The process then for installing and initializing the puppet client is this:

On the client:
  • install the puppet agent package
  • configure the puppet master hostname into the configuration file
  • enable the puppet agent service
  • start the puppet agent service
Then on the puppet master:
  • wait for the client unsigned certificate to arrive
  • sign the new client certificate
This is what it looks like for the broker host:


thor origin:puppetclient broker.infra.example.org puppet.infra.example.org
origin:puppetclient broker.infra.example.org, puppet.infra.example.org
task: remote:available broker.infra.example.org
task: origin:prepare broker.infra.example.org
task: remote:distribution broker.infra.example.org
fedora 18
task: remote:arch broker.infra.example.org
x86_64
task: remote:timezone broker.infra.example.org UTC
task: remote:hostname broker.infra.example.org
task: remote:yum:install broker.infra.example.org puppet facter system-config-firewall-base augeas
task: puppet:agent:set_server broker.infra.example.org puppet.infra.example.org
task: puppet:agent:enable_logging broker.infra.example.org
task: remote:service:enable broker.infra.example.org puppet
task: remote:service:start broker.infra.example.org puppet
task: puppet:cert:sign puppet.infra.example.org broker.infra.example.org

At this point the client can request its own configuration model and the master will confirm the identity of the client and return the requested information.

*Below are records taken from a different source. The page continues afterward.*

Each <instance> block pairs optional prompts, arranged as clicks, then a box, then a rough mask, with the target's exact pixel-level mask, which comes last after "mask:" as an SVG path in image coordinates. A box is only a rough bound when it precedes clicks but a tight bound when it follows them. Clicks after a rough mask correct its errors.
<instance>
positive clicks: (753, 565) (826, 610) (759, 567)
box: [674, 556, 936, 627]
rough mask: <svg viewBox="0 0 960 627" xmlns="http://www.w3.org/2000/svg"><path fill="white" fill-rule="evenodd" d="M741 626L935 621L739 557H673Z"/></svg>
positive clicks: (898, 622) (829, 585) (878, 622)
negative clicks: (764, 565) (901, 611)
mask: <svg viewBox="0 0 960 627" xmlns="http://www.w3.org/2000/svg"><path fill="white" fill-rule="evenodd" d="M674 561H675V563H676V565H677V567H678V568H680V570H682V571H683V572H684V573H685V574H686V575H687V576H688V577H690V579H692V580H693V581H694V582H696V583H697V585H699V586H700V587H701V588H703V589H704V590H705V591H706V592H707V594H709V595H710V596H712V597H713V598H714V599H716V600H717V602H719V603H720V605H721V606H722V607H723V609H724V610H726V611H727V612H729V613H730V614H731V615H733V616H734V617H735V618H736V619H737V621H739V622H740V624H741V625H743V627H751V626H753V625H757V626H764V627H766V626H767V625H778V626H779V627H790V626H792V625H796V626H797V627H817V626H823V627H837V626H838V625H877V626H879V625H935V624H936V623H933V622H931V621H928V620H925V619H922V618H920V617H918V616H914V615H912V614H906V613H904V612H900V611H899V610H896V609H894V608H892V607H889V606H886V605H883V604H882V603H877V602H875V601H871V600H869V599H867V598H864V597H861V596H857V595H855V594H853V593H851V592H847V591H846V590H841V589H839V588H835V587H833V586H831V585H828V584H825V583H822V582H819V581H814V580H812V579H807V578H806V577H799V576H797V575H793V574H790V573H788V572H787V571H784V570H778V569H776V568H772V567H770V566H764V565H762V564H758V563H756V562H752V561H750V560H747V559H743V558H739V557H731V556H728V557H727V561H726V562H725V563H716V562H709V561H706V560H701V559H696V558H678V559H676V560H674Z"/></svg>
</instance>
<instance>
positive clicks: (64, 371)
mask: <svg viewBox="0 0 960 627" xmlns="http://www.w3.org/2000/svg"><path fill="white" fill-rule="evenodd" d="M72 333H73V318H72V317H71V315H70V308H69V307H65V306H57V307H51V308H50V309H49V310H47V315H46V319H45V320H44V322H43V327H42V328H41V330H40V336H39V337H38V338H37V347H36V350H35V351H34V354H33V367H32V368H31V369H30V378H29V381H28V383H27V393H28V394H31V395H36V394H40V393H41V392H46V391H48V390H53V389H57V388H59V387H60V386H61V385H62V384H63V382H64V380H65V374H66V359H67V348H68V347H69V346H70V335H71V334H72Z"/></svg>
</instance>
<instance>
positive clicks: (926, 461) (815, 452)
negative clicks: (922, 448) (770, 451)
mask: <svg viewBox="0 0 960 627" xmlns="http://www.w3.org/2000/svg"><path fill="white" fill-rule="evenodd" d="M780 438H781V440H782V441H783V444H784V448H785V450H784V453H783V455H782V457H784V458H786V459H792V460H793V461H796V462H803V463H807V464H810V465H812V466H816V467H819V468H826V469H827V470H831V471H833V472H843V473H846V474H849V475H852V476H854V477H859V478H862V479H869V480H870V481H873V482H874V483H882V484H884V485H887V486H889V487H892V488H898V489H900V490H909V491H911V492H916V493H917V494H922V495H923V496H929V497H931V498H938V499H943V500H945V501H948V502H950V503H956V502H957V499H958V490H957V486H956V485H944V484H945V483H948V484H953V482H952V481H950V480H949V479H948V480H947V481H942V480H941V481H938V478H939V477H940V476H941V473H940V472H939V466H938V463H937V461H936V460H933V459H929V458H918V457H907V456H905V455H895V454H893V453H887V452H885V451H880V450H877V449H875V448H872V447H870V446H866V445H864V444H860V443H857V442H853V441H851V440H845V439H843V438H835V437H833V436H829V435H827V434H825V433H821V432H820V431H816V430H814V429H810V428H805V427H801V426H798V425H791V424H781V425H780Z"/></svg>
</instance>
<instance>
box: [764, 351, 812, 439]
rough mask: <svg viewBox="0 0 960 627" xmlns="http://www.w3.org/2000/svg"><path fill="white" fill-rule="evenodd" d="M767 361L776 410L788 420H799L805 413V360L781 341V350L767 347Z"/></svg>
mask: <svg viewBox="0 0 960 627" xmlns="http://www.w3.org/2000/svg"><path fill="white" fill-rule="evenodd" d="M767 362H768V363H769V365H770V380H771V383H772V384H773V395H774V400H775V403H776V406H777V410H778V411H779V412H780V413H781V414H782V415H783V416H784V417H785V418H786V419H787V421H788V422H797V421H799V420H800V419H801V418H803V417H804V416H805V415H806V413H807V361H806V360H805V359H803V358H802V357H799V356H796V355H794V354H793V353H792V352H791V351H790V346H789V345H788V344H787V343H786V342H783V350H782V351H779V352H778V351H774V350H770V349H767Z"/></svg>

thor puppet:cert:list puppet.infra.example.org --all
task puppet:cert:list puppet.infra.example.org
+ broker.infra.example.org 09:97:22:B9:A9:16:AE:B1:32:93:EC:3A:6D:7A:CF:67
+ puppet.infra.example.org 70:B8:E0:C0:F8:5B:48:67:4E:92:91:D2:0D:E4:2B:F4

Repeat the origin:puppetclient step for the data1, message1 and node1 instances you created last time. You did create them, right?  Check the certs as each one registers.

The next step is to actually build a model for the client to request by creating a site manifest and a set of node descriptions.

That means: we finally get to do some OpenShift.